Deshalb sage ich Ihnen zu, Herr Fischer, dass wir genau beobachten werden, welche Auswirkungen der Mindestlohn auf die Arbeitsplatzentwicklung haben wird. Ich bin nicht sehr zufrieden, dass die Übergangsregelungen im Hotel- und Gaststättengewerbe letztlich nicht wirklich genutzt werden können, weil die Verhandlungen mit den Gewerkschaften doch nicht so weit geführt haben, wie ich mir das gewünscht hätte. Aber ich sage ganz deutlich: Ich habe mich sehr entschieden dafür eingesetzt, dass wir nicht erst nach zwei oder drei Jahren einen Bericht bekommen, wie sich das Ganze auswirkt, sondern dass wir ihn sehr schnell nach Einführung des Mindestlohns bekommen, um gegebenenfalls überlegen zu können, was wir tun können. Denn der Mindestlohn darf kein Jobkiller werden. Das kann nicht der gewünschte Effekt sein.

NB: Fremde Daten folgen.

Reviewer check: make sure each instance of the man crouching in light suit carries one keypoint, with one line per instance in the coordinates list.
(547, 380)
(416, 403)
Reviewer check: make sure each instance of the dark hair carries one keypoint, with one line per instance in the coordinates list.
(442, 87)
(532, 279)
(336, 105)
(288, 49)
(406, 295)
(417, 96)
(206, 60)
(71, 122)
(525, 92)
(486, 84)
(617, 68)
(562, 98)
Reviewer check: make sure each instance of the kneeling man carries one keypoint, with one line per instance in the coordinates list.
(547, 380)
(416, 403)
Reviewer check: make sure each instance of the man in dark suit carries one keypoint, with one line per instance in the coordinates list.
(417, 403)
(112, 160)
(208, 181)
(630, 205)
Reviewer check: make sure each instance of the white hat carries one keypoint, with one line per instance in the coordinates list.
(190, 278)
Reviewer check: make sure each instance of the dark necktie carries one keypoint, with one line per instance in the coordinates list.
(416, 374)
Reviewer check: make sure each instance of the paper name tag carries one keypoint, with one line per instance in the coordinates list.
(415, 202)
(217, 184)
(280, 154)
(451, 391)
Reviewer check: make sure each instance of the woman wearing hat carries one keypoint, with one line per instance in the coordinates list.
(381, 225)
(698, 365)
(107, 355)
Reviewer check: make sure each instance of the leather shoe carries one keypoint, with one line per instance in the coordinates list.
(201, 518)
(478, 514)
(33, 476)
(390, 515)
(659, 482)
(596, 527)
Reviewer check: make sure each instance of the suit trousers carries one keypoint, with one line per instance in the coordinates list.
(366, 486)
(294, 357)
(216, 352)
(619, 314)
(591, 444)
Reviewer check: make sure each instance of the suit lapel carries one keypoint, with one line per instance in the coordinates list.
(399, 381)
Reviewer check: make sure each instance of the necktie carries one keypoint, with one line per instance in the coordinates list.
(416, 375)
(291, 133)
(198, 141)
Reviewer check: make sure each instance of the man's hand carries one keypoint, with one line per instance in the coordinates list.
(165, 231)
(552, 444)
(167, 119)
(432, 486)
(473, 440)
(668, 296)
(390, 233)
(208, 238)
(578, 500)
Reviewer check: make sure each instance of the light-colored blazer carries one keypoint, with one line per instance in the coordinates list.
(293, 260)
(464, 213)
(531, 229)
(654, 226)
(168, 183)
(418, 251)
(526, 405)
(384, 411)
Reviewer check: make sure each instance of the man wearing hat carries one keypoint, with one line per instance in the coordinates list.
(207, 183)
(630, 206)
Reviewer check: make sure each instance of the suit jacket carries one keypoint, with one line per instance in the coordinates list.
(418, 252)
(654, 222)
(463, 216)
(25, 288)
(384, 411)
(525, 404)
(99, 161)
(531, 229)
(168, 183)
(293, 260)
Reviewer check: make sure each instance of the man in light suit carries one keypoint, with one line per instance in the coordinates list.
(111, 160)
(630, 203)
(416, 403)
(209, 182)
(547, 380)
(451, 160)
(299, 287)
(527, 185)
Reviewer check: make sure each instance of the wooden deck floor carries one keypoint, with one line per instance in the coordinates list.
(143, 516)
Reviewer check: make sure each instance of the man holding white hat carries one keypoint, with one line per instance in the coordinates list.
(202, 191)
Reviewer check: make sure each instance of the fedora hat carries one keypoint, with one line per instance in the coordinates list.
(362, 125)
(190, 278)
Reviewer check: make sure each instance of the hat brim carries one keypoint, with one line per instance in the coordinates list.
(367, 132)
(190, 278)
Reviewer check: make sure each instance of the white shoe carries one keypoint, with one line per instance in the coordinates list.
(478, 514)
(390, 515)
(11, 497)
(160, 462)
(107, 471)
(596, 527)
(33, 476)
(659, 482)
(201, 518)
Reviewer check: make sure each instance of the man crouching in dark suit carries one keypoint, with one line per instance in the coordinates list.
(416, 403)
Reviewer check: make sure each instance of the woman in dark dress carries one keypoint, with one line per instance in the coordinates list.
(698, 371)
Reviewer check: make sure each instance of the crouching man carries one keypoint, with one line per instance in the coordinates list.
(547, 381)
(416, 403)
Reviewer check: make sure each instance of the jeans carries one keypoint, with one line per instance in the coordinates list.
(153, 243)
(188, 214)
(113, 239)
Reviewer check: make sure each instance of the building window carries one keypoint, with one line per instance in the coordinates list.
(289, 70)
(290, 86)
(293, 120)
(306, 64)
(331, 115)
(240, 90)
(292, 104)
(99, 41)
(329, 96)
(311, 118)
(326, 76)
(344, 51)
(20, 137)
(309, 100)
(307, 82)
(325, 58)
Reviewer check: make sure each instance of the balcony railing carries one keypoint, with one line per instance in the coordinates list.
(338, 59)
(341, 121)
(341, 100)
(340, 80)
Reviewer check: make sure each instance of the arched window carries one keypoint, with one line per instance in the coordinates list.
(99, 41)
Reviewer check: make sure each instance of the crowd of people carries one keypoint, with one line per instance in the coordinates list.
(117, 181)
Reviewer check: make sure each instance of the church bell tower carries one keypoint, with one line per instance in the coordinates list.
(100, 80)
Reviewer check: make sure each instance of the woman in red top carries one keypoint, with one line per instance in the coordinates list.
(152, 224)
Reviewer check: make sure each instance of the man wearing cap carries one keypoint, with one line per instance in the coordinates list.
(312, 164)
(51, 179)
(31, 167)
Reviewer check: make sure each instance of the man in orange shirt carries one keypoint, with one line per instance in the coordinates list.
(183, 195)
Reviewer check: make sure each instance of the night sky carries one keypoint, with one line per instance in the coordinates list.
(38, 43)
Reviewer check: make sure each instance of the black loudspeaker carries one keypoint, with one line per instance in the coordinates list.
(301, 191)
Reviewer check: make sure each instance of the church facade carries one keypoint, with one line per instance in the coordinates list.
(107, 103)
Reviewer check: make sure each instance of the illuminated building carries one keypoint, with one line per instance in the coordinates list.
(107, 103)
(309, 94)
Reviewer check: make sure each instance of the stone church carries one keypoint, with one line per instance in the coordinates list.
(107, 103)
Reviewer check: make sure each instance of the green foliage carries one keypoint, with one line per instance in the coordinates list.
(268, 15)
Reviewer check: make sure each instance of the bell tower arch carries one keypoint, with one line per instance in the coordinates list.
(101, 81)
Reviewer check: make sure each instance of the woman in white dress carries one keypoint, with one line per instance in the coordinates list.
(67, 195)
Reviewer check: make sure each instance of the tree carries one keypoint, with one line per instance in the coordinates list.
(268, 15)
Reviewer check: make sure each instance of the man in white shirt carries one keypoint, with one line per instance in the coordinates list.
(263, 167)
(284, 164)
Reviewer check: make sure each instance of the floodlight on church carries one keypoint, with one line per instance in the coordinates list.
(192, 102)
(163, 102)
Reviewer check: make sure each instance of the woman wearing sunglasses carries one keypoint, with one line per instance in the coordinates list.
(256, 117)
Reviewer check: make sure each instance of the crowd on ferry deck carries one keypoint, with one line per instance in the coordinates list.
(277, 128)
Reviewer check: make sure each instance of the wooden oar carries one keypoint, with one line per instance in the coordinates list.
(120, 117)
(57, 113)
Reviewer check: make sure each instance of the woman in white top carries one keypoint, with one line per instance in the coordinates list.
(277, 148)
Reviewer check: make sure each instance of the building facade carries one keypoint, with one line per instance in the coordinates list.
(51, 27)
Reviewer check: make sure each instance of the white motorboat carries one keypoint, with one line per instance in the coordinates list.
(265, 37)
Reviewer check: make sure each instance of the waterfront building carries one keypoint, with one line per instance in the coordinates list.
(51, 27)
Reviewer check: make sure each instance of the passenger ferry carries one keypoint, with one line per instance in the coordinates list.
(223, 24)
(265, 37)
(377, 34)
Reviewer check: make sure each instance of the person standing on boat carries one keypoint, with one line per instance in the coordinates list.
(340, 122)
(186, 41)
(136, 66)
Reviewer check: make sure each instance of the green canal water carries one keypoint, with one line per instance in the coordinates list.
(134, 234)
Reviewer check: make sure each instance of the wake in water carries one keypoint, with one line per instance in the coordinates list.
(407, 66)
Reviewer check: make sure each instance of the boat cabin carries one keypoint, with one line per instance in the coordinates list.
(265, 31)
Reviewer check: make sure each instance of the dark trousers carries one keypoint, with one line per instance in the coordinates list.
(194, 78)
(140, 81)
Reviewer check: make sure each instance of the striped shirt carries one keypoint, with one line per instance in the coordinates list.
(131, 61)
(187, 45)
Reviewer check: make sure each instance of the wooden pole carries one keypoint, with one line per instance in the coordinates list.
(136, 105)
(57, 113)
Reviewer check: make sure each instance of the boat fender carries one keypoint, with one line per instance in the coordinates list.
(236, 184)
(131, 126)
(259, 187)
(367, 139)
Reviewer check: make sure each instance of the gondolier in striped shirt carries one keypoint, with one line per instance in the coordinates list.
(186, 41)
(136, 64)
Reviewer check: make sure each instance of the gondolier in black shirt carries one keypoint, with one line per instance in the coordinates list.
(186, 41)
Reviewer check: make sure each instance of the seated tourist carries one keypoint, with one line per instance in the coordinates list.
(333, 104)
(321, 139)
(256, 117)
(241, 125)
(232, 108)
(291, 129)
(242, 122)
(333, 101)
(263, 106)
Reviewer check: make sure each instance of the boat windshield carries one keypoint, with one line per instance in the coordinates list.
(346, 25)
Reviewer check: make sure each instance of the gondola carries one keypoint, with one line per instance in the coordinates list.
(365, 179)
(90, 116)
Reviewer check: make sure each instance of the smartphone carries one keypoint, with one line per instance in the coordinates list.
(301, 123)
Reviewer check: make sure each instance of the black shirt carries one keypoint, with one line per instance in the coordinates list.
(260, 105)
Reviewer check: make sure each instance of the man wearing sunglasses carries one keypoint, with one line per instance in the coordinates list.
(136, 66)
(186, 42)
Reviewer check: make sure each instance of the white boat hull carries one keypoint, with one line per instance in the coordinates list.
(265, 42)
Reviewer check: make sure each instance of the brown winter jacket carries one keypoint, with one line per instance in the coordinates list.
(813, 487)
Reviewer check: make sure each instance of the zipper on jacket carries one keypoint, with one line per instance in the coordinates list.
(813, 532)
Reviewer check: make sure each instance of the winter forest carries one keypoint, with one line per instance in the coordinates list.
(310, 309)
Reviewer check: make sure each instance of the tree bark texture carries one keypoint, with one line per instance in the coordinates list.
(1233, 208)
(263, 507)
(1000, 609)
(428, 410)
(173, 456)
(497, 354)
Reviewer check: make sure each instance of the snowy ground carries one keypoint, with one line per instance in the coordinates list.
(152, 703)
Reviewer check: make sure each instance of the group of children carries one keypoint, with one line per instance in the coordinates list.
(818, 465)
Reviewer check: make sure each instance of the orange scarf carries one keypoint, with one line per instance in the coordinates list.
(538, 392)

Das Hotel- und Gaststättengewerbe schafft sehr viele zukunftsfähige Arbeitsplätze. Allein in den letzten zehn Jahren sind rund 200.000 neue sozialversicherungspflichtige Arbeitsplätze entstanden. An vielen Stellen hätten Sie sehr viel mehr Ausbildungskapazitäten, als sich heute überhaupt Jugendliche anbieten. Deshalb liegt mir sehr daran, dass wir eine neue Ausbildungsallianz hinbekommen, mit der wir die Ausbildung von jungen Fachkräften genau in Augenschein nehmen. Ich hoffe, dass uns das auch zusammen mit den Gewerkschaften gelingen kann; das wird sich in den nächsten Wochen entscheiden. Wir müssen auch immer wieder darüber sprechen, dass Arbeitsplätze im Hotel- und Gaststättengewerbe zukunftsfähige Arbeitsplätze sind.

Ich möchte mich bei Ihnen bedanken. Denn auch aus eigener Erfahrung weiß ich, wie Sie sich für das Programm "MobiPro-EU" eingesetzt haben, im Rahmen dessen wir jungen Menschen aus europäischen Ländern, in denen die Jugendarbeitslosigkeit extrem hoch ist, sehr gute Perspektiven durch Ausbildung geben. Ich habe mich neulich über die Schwierigkeiten und über die Dinge, die gut laufen, informiert. Man muss ganz klar sagen: Die Berufsausbildung junger Leute aus Spanien, aus Portugal, aus Griechenland und aus anderen Ländern läuft im praktischen Bereich gut. Herzlichen Dank all denen, die sich auf dieses, sage ich einmal, neue Vorgehen eingelassen haben. Schwierigkeiten haben wir noch in den Berufsschulen. Wir sollten uns dafür einsetzen, dass auch die Curricula nicht nur auf Deutsch vorhanden sind, sondern dass man den jungen Leuten ab und zu, ohne dass sie Google-Übersetzungsprogramme nutzen müssen, etwa auch die portugiesische Übersetzung von "Kasserolle" und "Spezialbratpfanne" an die Hand gibt. Denn es ist ja nicht einfach für sie, alles auf Deutsch sofort fachkundig zu erkennen.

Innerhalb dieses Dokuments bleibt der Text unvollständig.